動圈式揚聲器非線性參數影響失真之研究

Abstract

早期的研究指出，動圈式揚聲器的非線性失真主要由電磁及機械結構引起，其中磁力系統的力量因子(force factor)和懸吊系統的剛性(stiffness)主導了失真的來源。由於本實驗室並沒有直接量測出非線性參數的儀器，為了實現僅靠測量單體聲壓便能夠得到非線性參數的方法，且縮短得到參數的時間。本研究首先通過建立電-機-聲類比電路之線性系統來模擬揚聲器單體的特性，經過推導整理出類比電路法的數學模型；接著將非線性參數以二次多項式的假設引入模型當中，並使用模擬退火法(simulated annealing)將模型模擬的聲壓與實驗量測到的聲壓不斷進行擬合迭代後，估測出力量因子及剛性之非線性參數的曲線。將模擬與實驗結果進行觀察比較，以確定類比電路法與退火法最佳化之可行性。最後設計並探討非線性參數的曲線形狀對於失真之間的影響。結果顯示當輸入皆為對稱的曲線，並不會產生任何偶次失真分量。而偶次失真將會跟著曲線之頂點偏移的情況出現，且當偏移量變大時，奇次失真變化並不明顯，反之偶次失真則會隨著偏移量變大跟著上升。最後，發現力量因子與剛性曲線之頂點異側偏移的情況，相較於頂點同側偏移，對除了二次互調失真之外的偶次失真皆有明顯的抑制作用。

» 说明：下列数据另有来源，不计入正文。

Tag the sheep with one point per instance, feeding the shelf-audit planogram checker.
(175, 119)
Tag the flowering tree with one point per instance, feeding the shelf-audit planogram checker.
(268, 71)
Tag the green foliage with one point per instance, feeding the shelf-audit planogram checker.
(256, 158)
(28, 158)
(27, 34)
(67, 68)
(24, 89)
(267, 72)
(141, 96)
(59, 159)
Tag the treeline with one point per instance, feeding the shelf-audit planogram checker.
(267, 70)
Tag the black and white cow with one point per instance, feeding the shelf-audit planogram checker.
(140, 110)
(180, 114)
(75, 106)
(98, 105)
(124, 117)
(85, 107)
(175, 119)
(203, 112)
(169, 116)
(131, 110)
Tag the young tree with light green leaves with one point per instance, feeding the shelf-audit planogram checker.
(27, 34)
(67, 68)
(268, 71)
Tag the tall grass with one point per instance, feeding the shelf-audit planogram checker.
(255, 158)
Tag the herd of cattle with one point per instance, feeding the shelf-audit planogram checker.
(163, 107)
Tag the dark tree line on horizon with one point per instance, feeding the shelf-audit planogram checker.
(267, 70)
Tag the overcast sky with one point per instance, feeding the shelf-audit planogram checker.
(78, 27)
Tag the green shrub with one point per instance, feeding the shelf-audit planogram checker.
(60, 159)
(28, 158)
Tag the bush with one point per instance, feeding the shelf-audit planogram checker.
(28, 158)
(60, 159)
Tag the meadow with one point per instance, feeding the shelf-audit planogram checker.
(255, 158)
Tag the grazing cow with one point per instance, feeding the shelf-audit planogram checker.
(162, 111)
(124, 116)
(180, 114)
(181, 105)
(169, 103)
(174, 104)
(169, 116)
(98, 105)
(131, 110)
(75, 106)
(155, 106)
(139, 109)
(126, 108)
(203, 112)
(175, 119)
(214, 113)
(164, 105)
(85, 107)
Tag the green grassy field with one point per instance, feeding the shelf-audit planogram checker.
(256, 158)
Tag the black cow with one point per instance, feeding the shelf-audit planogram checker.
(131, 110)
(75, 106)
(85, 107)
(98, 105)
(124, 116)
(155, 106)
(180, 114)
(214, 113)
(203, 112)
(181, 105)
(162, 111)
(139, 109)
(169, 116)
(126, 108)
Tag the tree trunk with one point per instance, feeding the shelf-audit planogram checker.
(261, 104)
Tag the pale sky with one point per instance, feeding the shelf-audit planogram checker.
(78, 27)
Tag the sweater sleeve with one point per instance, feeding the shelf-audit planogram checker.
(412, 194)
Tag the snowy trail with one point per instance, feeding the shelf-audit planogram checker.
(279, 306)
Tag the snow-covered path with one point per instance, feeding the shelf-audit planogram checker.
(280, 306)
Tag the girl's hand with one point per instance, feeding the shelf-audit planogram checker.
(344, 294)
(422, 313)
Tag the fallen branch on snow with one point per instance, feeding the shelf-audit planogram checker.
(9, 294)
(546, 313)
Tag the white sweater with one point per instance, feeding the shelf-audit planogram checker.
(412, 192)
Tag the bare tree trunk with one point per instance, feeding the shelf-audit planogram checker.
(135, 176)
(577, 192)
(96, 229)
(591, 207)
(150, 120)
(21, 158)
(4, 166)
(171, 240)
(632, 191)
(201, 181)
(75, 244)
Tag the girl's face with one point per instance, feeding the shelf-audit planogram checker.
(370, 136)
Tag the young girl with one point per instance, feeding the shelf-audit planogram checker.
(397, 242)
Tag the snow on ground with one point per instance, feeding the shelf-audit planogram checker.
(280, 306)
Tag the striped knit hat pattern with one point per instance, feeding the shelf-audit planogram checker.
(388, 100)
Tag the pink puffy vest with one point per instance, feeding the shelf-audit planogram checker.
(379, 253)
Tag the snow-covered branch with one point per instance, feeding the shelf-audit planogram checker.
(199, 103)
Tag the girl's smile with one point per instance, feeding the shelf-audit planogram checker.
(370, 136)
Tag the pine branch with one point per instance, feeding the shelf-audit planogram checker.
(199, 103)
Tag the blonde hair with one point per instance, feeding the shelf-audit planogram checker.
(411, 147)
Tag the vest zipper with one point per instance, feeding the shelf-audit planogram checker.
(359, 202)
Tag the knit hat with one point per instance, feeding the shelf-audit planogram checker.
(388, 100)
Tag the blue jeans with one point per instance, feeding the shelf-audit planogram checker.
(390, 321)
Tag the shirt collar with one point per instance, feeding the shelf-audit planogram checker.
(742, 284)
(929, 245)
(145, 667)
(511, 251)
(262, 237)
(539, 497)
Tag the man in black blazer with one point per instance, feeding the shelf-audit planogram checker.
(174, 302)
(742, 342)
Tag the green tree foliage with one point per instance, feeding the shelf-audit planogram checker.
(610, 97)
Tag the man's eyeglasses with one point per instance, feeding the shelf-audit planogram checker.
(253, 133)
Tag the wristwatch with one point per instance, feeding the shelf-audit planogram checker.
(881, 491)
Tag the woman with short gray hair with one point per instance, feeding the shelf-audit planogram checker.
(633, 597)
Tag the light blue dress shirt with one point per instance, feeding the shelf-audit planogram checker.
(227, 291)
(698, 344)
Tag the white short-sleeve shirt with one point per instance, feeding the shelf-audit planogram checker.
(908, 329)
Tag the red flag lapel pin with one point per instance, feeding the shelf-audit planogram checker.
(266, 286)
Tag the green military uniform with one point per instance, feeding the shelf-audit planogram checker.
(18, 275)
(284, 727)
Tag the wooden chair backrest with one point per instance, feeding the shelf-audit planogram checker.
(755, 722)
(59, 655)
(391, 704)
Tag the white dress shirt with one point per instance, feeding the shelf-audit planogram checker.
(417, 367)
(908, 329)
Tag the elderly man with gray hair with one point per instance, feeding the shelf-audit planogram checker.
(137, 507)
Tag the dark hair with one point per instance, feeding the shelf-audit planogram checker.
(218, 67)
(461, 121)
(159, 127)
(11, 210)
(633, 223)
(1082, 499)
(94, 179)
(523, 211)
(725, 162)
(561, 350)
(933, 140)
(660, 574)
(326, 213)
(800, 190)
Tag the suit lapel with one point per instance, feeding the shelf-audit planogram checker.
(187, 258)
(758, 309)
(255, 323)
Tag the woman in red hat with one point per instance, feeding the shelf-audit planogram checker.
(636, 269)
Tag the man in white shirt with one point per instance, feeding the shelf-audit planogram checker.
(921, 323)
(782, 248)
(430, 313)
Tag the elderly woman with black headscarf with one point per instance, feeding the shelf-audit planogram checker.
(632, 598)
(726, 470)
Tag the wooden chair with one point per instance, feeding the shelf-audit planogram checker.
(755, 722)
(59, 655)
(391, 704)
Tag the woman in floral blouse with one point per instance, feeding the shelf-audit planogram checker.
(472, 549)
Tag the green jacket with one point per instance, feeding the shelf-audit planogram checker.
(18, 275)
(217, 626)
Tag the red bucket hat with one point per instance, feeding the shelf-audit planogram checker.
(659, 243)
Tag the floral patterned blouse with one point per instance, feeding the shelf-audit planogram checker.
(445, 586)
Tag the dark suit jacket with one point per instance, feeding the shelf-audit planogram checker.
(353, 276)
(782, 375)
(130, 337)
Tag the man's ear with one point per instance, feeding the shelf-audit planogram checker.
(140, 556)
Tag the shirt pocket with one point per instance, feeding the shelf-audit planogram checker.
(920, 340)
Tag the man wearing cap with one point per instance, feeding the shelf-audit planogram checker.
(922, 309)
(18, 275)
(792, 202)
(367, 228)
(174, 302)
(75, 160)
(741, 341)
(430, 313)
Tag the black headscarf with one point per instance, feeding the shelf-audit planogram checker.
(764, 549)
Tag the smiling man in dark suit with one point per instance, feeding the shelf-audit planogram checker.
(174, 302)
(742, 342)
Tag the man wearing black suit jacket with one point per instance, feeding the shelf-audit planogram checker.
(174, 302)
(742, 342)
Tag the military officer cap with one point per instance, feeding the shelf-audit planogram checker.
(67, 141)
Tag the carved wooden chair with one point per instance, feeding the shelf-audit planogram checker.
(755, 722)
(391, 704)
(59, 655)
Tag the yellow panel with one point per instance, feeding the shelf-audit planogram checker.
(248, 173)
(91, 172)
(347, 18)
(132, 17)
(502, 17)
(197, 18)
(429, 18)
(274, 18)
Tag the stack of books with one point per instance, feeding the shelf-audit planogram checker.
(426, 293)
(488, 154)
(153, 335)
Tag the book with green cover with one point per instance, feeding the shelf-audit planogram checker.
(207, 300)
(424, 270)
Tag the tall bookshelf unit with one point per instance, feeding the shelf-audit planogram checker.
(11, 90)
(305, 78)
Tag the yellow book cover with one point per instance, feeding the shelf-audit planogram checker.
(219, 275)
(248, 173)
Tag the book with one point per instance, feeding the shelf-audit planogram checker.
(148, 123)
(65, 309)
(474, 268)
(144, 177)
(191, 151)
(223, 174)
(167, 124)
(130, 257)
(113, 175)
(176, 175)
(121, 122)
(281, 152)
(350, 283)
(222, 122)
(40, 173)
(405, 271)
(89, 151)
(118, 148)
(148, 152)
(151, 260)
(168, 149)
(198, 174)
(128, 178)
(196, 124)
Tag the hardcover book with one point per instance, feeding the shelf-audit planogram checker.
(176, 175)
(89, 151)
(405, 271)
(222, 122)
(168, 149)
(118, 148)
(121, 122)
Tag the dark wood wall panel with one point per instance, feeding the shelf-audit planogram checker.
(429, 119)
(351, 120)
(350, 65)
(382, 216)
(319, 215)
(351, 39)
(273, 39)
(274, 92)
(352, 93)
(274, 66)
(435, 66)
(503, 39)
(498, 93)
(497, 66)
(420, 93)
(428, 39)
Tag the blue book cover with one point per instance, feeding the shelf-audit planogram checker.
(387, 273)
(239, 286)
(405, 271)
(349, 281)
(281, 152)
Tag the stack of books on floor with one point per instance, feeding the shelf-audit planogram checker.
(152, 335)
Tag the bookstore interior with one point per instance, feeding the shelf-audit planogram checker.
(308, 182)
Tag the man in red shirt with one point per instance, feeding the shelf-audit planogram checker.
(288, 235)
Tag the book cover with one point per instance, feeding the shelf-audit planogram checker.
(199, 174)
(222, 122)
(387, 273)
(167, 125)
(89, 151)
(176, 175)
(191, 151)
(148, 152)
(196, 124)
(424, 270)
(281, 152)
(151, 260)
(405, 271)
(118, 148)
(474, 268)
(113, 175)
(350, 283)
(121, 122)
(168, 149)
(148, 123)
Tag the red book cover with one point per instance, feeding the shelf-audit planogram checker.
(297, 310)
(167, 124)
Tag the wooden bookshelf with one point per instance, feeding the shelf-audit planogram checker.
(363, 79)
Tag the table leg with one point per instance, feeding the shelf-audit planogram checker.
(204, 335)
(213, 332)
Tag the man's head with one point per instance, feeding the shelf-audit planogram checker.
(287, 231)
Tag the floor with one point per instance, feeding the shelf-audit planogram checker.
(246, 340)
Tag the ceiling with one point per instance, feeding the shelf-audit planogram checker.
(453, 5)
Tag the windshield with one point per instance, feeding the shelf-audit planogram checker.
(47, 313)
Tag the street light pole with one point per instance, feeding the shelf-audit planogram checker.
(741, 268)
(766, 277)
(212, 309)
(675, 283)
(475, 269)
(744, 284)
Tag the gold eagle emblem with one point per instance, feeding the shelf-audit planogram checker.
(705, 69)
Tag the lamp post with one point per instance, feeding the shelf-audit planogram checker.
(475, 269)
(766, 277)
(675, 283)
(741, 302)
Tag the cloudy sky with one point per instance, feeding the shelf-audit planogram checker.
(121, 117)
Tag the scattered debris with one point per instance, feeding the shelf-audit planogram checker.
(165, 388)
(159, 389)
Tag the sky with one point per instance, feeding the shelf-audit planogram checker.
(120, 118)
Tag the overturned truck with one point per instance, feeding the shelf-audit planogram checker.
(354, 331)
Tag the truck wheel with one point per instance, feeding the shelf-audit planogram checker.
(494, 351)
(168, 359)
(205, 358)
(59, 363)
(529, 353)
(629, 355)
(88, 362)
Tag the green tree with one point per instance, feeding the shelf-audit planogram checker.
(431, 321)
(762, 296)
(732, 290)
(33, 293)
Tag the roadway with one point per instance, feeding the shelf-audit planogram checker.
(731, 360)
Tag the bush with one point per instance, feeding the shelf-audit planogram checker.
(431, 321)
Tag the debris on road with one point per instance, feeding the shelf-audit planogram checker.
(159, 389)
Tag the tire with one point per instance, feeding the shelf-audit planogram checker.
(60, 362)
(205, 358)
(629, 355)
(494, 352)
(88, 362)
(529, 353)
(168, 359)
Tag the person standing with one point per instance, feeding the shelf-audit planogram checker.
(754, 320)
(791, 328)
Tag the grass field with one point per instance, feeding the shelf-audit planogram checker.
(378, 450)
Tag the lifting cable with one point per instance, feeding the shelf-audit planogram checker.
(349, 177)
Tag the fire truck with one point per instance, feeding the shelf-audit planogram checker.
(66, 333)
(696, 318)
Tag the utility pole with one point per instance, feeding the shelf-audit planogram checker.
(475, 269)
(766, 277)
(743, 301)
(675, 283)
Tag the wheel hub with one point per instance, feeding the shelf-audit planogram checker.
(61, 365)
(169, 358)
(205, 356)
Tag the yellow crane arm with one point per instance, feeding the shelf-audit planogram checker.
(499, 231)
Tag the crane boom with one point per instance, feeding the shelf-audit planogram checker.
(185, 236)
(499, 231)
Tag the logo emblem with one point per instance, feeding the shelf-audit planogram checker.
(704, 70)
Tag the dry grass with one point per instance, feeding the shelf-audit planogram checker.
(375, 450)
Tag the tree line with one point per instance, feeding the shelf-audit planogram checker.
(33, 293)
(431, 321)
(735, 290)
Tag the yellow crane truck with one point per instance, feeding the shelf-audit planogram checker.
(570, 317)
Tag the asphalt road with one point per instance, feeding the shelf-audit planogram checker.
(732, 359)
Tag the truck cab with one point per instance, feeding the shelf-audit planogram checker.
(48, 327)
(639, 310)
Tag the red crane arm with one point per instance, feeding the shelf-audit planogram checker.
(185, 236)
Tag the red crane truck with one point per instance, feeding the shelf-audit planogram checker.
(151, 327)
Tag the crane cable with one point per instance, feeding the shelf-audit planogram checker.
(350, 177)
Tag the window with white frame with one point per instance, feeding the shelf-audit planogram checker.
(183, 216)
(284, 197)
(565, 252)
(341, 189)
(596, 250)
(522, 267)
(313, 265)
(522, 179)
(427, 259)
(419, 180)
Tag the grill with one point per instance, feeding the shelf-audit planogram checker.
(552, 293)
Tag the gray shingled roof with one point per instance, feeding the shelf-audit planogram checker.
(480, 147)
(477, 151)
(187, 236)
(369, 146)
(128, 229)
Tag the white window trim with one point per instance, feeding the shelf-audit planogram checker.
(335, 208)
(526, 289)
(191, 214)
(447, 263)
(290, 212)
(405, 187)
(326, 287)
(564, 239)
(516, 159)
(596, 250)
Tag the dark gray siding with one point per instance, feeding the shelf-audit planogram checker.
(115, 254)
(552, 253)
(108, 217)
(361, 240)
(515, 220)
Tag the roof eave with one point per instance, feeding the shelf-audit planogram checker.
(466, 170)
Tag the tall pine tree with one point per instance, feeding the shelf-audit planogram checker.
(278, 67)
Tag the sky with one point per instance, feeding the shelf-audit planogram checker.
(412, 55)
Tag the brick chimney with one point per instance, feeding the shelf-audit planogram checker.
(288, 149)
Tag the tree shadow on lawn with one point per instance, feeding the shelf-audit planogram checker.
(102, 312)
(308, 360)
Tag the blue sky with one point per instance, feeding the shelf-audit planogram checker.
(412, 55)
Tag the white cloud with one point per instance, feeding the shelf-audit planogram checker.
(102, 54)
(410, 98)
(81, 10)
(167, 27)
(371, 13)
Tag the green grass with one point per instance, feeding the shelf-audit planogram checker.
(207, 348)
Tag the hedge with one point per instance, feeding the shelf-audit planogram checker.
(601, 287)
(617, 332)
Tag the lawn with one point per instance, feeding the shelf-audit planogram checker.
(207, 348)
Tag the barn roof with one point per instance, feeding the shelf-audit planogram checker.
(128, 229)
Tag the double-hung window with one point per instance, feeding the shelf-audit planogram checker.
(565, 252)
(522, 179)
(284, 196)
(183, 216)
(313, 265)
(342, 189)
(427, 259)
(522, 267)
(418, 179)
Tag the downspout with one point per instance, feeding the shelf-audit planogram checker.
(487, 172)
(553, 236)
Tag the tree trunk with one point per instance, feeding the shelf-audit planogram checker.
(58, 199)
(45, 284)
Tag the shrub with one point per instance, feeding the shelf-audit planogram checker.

Early research indicated that the nonlinear distortion in dynamic loudspeakers is primarily induced by both electromagnetic and mechanical structural factors, where the force factor of the magnetic system and the stiffness of the suspension system dominate the sources of distortion. Due to the absence of instruments for directly measuring nonlinear parameters in this laboratory, a method was pursued to obtain nonlinear parameters solely through the measurement of monomer sound pressure, with the goal of reducing the time required to obtain these parameters. In this study, a linear system of electrical-mechanical-acoustic analog circuit was first established to simulate the characteristics of the loudspeaker unit. The mathematical model of the analog circuit approach was derived and organized. Subsequently, nonlinear parameters are introduced into the model through the assumption of a quadratic polynomial, and a simulated annealing algorithm is employed to iteratively fit the simulated sound pressure with experimentally measured sound pressure, thereby estimating the curves of the nonlinear parameters of force factor and stiffness. Simulation results were compared with experimental results to determine the feasibility of the analog circuit approach and annealing optimization. Finally, the design and exploration of the curve's shape of the nonlinear parameters and its impact on distortion are conducted. The results revealed that when the inputs are symmetric curves, no even-order distortion components are generated. And even-order distortion will occur in conjunction with the displacement of the curve's vertex. Furthermore, as the displacement becomes larger, the changes in odd-order distortion are not very noticeable, while even-order distortion will increase as the displacement magnitude increases. Finally, under conditions of curve vertex displacement, the study found that when the vertex is offset in the opposite direction, compared to the same-side offset, there is a significant inhibitory effect on even-order distortion components other than second-order intermodulation distortion.